Arnold I. Palacios
GOVERNOR Arnold I. Palacios on Friday, May 30, issued an executive order disbanding the Commonwealth Casino Commission.
In his Executive Order No. 2025-002, the governor stated that “to achieve effective and efficient government administration so as to better serve the interests of the Commonwealth and its people,” he orders the following:
1) The duties and responsibilities of the CCC to supervise casino gaming in the CNMI are transferred to the Commonwealth Lottery Commission.
2) To the greatest extent possible under applicable law, the authority for enforcement of the existing casino license agreement between CNMI and the exclusive licensee, including to negotiate cure amounts for any encumbrances on said license, is likewise transferred to the Lottery Commission.
3) Because the CCC is divested by this order of any statutory duties or responsibilities, the Commissioners no longer owe duties within the meaning of NMI Constitution, Article III, Section 21 and their terms are accordingly terminated for cause.
The Lottery Commission is composed of the secretaries of the Department of Finance and the Department of Commerce and the commissioner of the Department of Public Safety.
The governor’s EO further states that “trying economic times necessitates consolidation of duplicative government instrumentalities to ensure that the Commonwealth’s limited fiscal resources are allocated to provision of essential public services.”
He said the casino licensee, referring to Imperial Pacific International, ceased operations in 2020 and has never reopened, rendering CCC’s regulatory function inactive for more than five years and into the foreseeable future, “even as it continues to accumulate operational expenses.”
Asked for comment, Casino Commissioner Mario Taitano said he will reach out to his fellow commissioners — Edward C. Deleon Guerrero, Ralph S. Demapan and Thomas A. Manglona — so they can convene and provide a unified opinion on the governor’s executive order.
Except for Manglona, the rest of the commissioners are appointees of former Gov. Ralph DLG Torres.
According to Palacios, his executive order “shall be submitted to the legislature and shall become effective sixty days after submission, unless specifically modified or disapproved by a majority of the members of each house of the legislature.”

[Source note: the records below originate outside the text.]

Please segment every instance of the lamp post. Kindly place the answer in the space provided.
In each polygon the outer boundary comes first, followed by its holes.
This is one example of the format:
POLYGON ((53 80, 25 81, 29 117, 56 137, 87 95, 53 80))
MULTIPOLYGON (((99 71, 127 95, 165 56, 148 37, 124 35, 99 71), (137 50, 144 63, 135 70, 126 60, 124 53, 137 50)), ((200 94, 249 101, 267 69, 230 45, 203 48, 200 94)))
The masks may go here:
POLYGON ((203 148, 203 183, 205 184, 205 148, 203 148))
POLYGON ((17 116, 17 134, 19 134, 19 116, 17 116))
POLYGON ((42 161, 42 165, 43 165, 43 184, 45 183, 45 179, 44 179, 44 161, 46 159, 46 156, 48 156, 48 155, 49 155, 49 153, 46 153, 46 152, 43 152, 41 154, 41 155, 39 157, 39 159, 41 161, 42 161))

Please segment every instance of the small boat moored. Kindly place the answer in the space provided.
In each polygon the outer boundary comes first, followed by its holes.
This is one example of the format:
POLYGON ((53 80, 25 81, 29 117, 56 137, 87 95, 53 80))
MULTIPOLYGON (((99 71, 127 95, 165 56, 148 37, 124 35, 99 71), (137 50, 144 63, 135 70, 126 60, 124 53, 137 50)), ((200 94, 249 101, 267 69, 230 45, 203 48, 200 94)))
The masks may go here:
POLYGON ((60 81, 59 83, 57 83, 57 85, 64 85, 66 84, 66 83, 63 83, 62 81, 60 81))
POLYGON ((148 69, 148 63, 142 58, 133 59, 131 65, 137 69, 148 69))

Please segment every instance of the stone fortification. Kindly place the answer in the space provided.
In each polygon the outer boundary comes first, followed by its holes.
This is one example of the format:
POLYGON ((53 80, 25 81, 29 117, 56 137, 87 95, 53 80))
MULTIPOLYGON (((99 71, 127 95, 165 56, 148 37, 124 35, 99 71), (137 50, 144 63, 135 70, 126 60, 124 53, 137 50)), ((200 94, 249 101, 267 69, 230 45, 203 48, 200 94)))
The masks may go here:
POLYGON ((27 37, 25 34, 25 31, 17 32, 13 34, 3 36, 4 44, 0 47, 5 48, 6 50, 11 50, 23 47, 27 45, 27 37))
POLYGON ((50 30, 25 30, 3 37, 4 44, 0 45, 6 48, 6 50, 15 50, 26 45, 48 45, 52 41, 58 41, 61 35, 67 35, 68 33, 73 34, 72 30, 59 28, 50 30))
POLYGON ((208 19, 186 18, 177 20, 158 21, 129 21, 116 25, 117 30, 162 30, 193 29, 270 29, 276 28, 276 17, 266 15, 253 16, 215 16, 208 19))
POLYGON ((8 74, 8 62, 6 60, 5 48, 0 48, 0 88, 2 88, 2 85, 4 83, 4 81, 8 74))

An attorney, who declined to be identified, told Variety that lawmakers have 60 days to either disapprove, approve or modify the E.O.

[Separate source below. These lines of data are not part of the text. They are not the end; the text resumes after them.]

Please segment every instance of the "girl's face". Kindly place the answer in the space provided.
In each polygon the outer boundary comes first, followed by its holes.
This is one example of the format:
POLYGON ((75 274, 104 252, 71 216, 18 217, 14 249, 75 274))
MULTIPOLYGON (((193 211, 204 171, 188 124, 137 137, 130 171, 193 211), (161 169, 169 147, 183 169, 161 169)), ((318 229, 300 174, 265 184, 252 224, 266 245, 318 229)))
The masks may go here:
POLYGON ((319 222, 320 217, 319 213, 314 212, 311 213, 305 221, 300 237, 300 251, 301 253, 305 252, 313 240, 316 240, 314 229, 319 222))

Under P.L. 18-56, the CCC is supposed to be funded by the annual regulatory fee collected from the lone license holder, Imperial Pacific International. Since it shut down its casino due to pandemic restrictions in March 2020, IPI has failed to meet its obligations to the CNMI government and is currently undergoing bankruptcy proceedings in federal court.
The CCC shut down its office in Jan. 2023, and its commissioners have not been paid since 2021.
The revised version of the fiscal year 2025 budget allotted $250,000 for the commissioners’ back pay, but the Office of the Attorney General stopped the Department of Finance from remitting the money, saying it “is contrary to the law and cannot be allocated or processed.”